- Christmas shopping is nearly finished. All the big-ticket items are already purchased/paid for. In cash! I love cash Christmas. The New Year is stressful and hectic enough without credit card bills looming.
- I've been sort of status quo with my therapy and food issues. I have sessions every 2 weeks, and it's keeping me on a maintaining kind of plane, rather than the binge/rapid gain cycle I did last year. I still haven't gotten it through my head that exercise every day is what's going to pull me from maintaining to getting to my healthy weight. However, not gaining is a big victory, if I am comparing this time last year to this year.
- Speaking of getting things through my head, I'm reading a great book: Liberating Greatness, which was recommended by my therapist. The simplest description is: This book describes how neural pathways in the brain affect how you do things, even the simplest "habits" on a daily basis. It gives you tools to form new neural pathways which will have a positive effect in changing habits you desire to change. This is accomplished by affirmations which create cognitive dissonance, which is necessary for real change; the book tells you step by step how to properly create affirmations which will help to form new neural pathways in the brain to change behavior subconsciously. I can't recommend it enough. Here is an article describing how the science behind it works.
- Old Girlie turned 14!!!!! on election day. We had a little party, complete with cake. Pictures to follow at a later date. She had no idea why she was getting cake and extra kisses and hugs, but she soaked it all up like a sponge. It was a great day for celebration all around.
- Water rescue class is 2/3 completed. We can't do moving water day yet because the water tables are still too low, and we want to finish the day with our collective coccyges intact.
- My best friend is engaged! I'm deleriously happy for her. It's so odd that the two of us, both pretty non-traditional and seemingly anti-marriage, would both get engaged within the same year. I've known her fiance for years and she picked a great one. They will take wonderful care of each other. SO happy!
- I've joined the BlackBerry cult. I'm not totally submerged in the Kool-Aid yet; there are times I miss my old LG, especially since I can't quite text on the fly like I used to. But there is the Storm to look forward to...
- Work's been weird. In the past week I've taken care of 1) a kid who had a several hundred pound gravestone fall on him (broken pelvis, he's pretty lucky actually), 2) a brokenhearted 15 year old who would rather live in a shelter than with her mother, who apparently feels the same way 3) the coolest 92 year old ever, who had a lively political discussion with me while we transported him to the hospital, blood running out of his nose like a faucet when pressure was not being applied - He told me, ominously, that the Great Depression started much like the economic situation the country finds itself in currently. I find that I am a lot more sentimental than I used to be, and I let things, like the 15 year old girl's situation, affect me so much more than they used to. I'm trying to decide if that's a good thing or a bad thing. I know it makes me better at my job in some ways, but the personal toll it takes? What are all these, how you say? Feelings... all of a sudden. Where did those come from?

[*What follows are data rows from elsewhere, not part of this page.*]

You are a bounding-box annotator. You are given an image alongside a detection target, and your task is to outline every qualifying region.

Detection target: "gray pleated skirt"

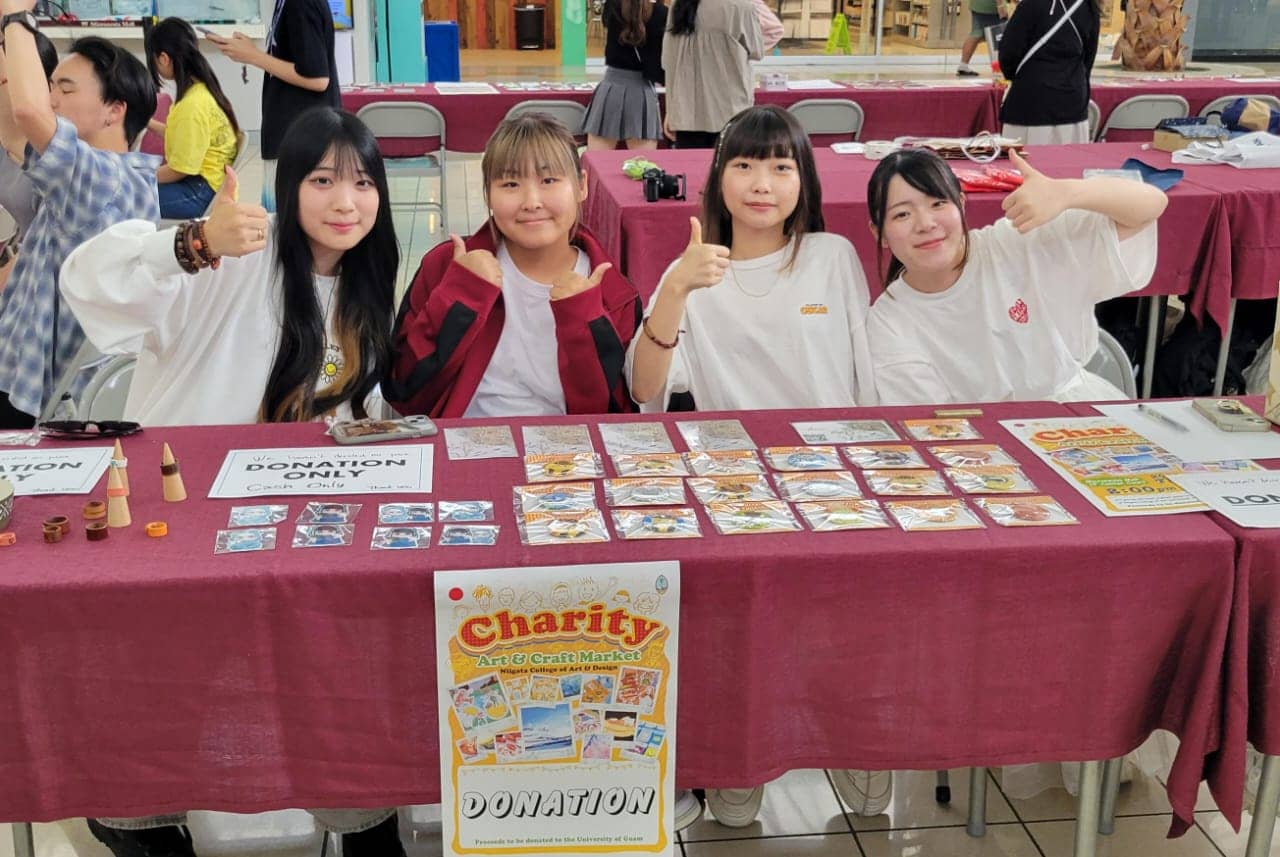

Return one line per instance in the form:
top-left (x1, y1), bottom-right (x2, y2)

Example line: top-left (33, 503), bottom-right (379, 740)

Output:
top-left (584, 67), bottom-right (662, 139)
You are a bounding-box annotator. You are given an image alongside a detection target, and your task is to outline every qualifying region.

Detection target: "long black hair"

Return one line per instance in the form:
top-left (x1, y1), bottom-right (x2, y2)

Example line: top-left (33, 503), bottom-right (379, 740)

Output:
top-left (671, 0), bottom-right (700, 36)
top-left (867, 148), bottom-right (969, 287)
top-left (146, 18), bottom-right (239, 136)
top-left (261, 106), bottom-right (399, 422)
top-left (703, 104), bottom-right (827, 266)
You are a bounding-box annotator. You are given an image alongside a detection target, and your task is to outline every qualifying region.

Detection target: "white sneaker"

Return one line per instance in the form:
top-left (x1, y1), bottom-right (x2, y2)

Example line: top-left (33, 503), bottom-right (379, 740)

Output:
top-left (827, 769), bottom-right (893, 817)
top-left (707, 785), bottom-right (764, 828)
top-left (676, 789), bottom-right (703, 833)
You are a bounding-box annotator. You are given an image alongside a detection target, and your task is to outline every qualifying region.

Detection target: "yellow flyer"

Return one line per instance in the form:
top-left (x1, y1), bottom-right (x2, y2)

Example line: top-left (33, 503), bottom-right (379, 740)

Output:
top-left (435, 562), bottom-right (680, 856)
top-left (1000, 417), bottom-right (1257, 517)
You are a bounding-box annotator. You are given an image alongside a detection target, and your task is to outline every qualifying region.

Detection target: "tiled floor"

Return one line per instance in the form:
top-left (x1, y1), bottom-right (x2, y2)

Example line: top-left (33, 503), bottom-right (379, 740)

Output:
top-left (0, 770), bottom-right (1280, 857)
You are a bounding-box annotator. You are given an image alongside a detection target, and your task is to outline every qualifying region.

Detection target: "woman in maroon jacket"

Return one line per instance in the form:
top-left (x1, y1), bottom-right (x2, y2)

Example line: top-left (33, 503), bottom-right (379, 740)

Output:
top-left (383, 114), bottom-right (641, 417)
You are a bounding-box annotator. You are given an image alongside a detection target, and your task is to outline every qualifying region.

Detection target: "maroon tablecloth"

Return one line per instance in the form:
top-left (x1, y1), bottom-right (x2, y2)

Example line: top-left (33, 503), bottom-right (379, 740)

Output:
top-left (0, 403), bottom-right (1240, 839)
top-left (584, 143), bottom-right (1231, 325)
top-left (1091, 77), bottom-right (1280, 143)
top-left (342, 82), bottom-right (1000, 157)
top-left (1044, 145), bottom-right (1280, 306)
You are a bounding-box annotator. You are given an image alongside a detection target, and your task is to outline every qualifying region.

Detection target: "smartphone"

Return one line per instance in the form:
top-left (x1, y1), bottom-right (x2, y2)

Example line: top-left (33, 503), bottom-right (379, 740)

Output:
top-left (329, 417), bottom-right (439, 444)
top-left (1192, 399), bottom-right (1271, 431)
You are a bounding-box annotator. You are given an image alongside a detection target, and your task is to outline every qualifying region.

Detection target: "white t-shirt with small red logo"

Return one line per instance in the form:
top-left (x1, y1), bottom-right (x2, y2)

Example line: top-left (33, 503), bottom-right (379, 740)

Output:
top-left (627, 233), bottom-right (876, 411)
top-left (867, 210), bottom-right (1156, 404)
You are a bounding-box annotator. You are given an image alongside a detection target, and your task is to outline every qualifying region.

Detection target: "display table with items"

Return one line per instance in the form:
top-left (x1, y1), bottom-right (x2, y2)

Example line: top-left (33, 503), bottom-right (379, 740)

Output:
top-left (0, 403), bottom-right (1244, 854)
top-left (342, 81), bottom-right (1000, 157)
top-left (1089, 74), bottom-right (1280, 142)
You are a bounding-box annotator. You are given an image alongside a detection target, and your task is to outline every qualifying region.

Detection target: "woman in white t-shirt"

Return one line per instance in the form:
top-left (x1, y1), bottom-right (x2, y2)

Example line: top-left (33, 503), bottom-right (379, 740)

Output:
top-left (867, 150), bottom-right (1167, 404)
top-left (627, 106), bottom-right (892, 829)
top-left (60, 107), bottom-right (404, 857)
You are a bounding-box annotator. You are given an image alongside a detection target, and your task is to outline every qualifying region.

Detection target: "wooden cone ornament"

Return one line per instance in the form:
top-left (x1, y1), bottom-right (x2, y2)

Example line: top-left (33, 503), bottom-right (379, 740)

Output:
top-left (111, 437), bottom-right (129, 496)
top-left (106, 467), bottom-right (133, 527)
top-left (160, 444), bottom-right (187, 503)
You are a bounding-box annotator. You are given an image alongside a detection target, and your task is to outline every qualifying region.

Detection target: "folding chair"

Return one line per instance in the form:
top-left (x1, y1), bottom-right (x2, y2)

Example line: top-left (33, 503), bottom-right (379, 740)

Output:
top-left (1196, 92), bottom-right (1280, 125)
top-left (503, 98), bottom-right (586, 138)
top-left (356, 101), bottom-right (448, 223)
top-left (76, 354), bottom-right (138, 420)
top-left (1098, 95), bottom-right (1192, 143)
top-left (787, 98), bottom-right (863, 139)
top-left (1084, 327), bottom-right (1138, 399)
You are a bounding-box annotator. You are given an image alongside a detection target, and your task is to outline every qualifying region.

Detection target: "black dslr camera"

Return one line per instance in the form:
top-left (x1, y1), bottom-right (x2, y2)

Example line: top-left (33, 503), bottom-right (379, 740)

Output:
top-left (641, 168), bottom-right (685, 202)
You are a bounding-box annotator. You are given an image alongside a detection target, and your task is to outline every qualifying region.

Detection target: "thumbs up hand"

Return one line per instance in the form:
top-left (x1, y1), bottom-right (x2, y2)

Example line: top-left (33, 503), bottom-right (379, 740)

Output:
top-left (1001, 150), bottom-right (1073, 233)
top-left (550, 262), bottom-right (613, 301)
top-left (449, 233), bottom-right (502, 289)
top-left (668, 217), bottom-right (728, 294)
top-left (205, 166), bottom-right (270, 257)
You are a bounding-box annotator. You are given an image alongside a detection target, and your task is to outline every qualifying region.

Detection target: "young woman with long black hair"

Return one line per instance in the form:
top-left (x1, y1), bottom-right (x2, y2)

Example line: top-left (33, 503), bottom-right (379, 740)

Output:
top-left (147, 18), bottom-right (239, 219)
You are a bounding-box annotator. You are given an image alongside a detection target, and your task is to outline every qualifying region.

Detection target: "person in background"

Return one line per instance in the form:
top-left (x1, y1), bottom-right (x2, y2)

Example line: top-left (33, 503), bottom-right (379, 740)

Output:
top-left (0, 0), bottom-right (160, 429)
top-left (207, 0), bottom-right (342, 211)
top-left (867, 148), bottom-right (1167, 404)
top-left (956, 0), bottom-right (1005, 77)
top-left (586, 0), bottom-right (667, 150)
top-left (383, 113), bottom-right (640, 417)
top-left (146, 18), bottom-right (239, 220)
top-left (0, 27), bottom-right (58, 292)
top-left (1000, 0), bottom-right (1102, 146)
top-left (61, 107), bottom-right (404, 857)
top-left (662, 0), bottom-right (782, 148)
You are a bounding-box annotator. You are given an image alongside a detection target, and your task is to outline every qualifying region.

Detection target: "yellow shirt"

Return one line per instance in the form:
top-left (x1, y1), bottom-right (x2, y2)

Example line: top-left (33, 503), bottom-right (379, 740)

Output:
top-left (164, 82), bottom-right (236, 191)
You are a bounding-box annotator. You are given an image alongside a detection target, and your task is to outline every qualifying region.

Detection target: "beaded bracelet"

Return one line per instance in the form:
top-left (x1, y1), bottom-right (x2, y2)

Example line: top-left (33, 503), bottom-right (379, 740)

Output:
top-left (640, 316), bottom-right (680, 350)
top-left (173, 221), bottom-right (200, 274)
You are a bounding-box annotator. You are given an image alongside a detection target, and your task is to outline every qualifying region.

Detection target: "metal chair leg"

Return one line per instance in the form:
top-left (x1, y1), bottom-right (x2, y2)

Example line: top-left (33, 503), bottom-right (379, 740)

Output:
top-left (1244, 755), bottom-right (1280, 857)
top-left (10, 821), bottom-right (36, 857)
top-left (1071, 761), bottom-right (1102, 857)
top-left (933, 771), bottom-right (951, 803)
top-left (1213, 298), bottom-right (1235, 395)
top-left (965, 767), bottom-right (987, 837)
top-left (1142, 294), bottom-right (1167, 399)
top-left (1098, 756), bottom-right (1124, 837)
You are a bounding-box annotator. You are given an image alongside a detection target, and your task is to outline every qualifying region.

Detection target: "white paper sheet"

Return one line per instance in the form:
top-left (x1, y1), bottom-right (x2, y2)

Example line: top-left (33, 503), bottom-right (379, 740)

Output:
top-left (207, 444), bottom-right (434, 498)
top-left (1169, 471), bottom-right (1280, 528)
top-left (0, 446), bottom-right (113, 496)
top-left (1093, 399), bottom-right (1280, 462)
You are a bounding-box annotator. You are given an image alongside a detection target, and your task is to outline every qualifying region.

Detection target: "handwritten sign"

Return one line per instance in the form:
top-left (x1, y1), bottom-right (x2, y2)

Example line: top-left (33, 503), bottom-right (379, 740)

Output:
top-left (209, 444), bottom-right (433, 498)
top-left (0, 446), bottom-right (111, 496)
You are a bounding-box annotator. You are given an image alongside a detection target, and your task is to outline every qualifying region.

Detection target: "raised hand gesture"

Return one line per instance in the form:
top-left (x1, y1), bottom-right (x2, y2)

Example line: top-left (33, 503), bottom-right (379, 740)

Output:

- PastaQueen recommended the reality show "Ruby" in a recent post. Ruby is a woman living in Savannah, Ga, embarking on an epic weight-loss journey. What I liked about the show is that Ruby is human and fallible. Though she is working with a trainer, a therapist and an obesity specialist, she is a regular person just like any of us. She has to figure out, just like any regular person trying to get to a healthy weight, and how to do so in the midst of everyday life, stressors, and celebrations. There's no big monetary prize awaiting Ruby when she achieves her goal, and to listen to her, that's not what she wants. She wants to sit on a guy's lap. She wants to be able to walk the beach and ride on the back of a Harley without being pointed out and ridiculed. To wear jeans. To ride a bike. To be able to get up and just go when she wants to. Little things that I know I take for granted daily. Ruby is so kind and engaging that you will find yourself crying for her, laughing with her, and cheering her on. Thanks to PastaQueen for recommending this show. I'm rooting for Ruby already.
That's about it for the past couple of weeks. Mundane, no?